Error de segmentación del clasificador de bosque aleatorio

been trying to run the RF classifier on a data set of ~50,000 entries with 20 or so labels which I thought should be fine but I keep coming across the following when trying to fit...

Exception MemoryError: MemoryError() in 'sklearn.tree._tree.Tree._resize' ignored
Segmentation fault (core dumped)

The data set has been passed through the TfidfVectorizer and then TruncatedSVD with n=100 for dimensionality reduction. RandomForestClassifier is running with n_jobs=1 and n_estimators=10 in an attempt to get find the minimum point at which it will work. The system is running with 4GB of RAM and RF has worked in the past on a similar data set with much higher numbers of estimators etc. Scikit-learn is running at the current version 0.14.1.

¿Algun consejo?

Muchas Gracias

preguntado el 27 de noviembre de 13 a las 01:11

try running it on a smaller amount of data or a lower n. See if the same error comes up. I also have 4GB of RAM and I have used random forests on some pretty large datasets (not this large) and have never gotten this error. Please tell me if you still get the same error when lowering that. -

You should report this on sckikit bug tracker if it is reproduceable. -

I would try reducing the size of the dataset suggested by @RyanSaxe. I have run the RF on datasets much larger than this but had access to a very large amount of RAM -

I agree with IanSR that this is a bug. However, the memory required by a random forest algorithm depends not just on the number of samples and the dimensionality of the data but also the complexity of the data. If each decision tree has more nodes the forest becomes larger. An extreme case for a very small forest would be the data can be perfectly separated by a single decision node. -

2 Respuestas

Segfaults are always bugs. If a malloc fails inside RandomForest then it should be caught, and it is my best guess that this is what is happening to you. As a commenter already said, you should report this to the RandomForest bug tracker. But the malloc is probablemente failing because of an out of memory condition, so reduce your dimensionality, reduce your training data set size, get more memory, or run on a system with more memory.

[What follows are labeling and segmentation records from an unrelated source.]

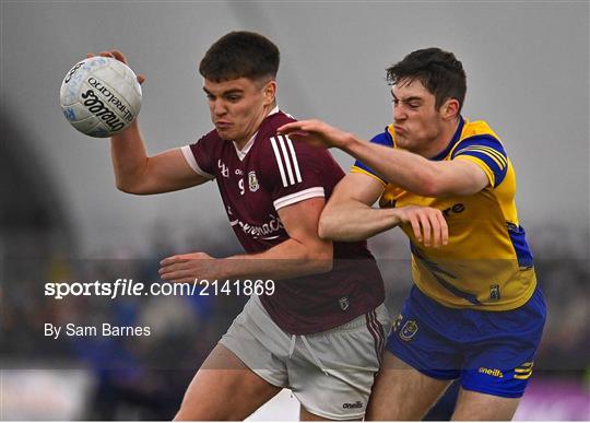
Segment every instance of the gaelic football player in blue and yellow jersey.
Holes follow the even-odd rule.
[[[322,212],[320,236],[357,240],[400,225],[410,238],[414,286],[367,419],[420,420],[460,379],[455,420],[510,420],[545,322],[512,164],[486,122],[461,116],[467,83],[455,55],[414,51],[388,80],[393,124],[370,142],[317,120],[279,129],[357,158]]]

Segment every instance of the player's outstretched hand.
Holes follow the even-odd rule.
[[[286,134],[293,141],[305,142],[322,149],[343,149],[353,136],[317,119],[299,120],[283,125],[279,134]]]
[[[167,257],[160,262],[160,278],[164,281],[192,283],[216,278],[215,259],[206,252],[190,252]]]
[[[449,226],[440,210],[420,205],[405,205],[394,210],[403,224],[412,225],[418,243],[435,248],[448,244]]]
[[[91,57],[94,57],[96,56],[94,52],[86,52],[86,58],[91,58]],[[120,50],[108,50],[108,51],[101,51],[98,54],[98,56],[103,56],[103,57],[110,57],[113,59],[117,59],[119,61],[122,61],[125,64],[129,64],[127,62],[127,59],[126,57],[123,56],[123,54],[120,51]],[[140,84],[143,84],[143,82],[145,81],[145,75],[143,74],[138,74],[138,82]]]

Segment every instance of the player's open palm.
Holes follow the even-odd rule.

Respondido el 23 de enero de 14 a las 21:01

Try to use 'psutil' library (link: Thanks to this library, you can monitorize the amount of available memory of your system with the following function:


This will help you to detect if your system does not have enough memory or if it is a problem of your code.

Respondido el 07 de Septiembre de 16 a las 14:09

No es la respuesta que estás buscando? Examinar otras preguntas etiquetadas or haz tu propia pregunta.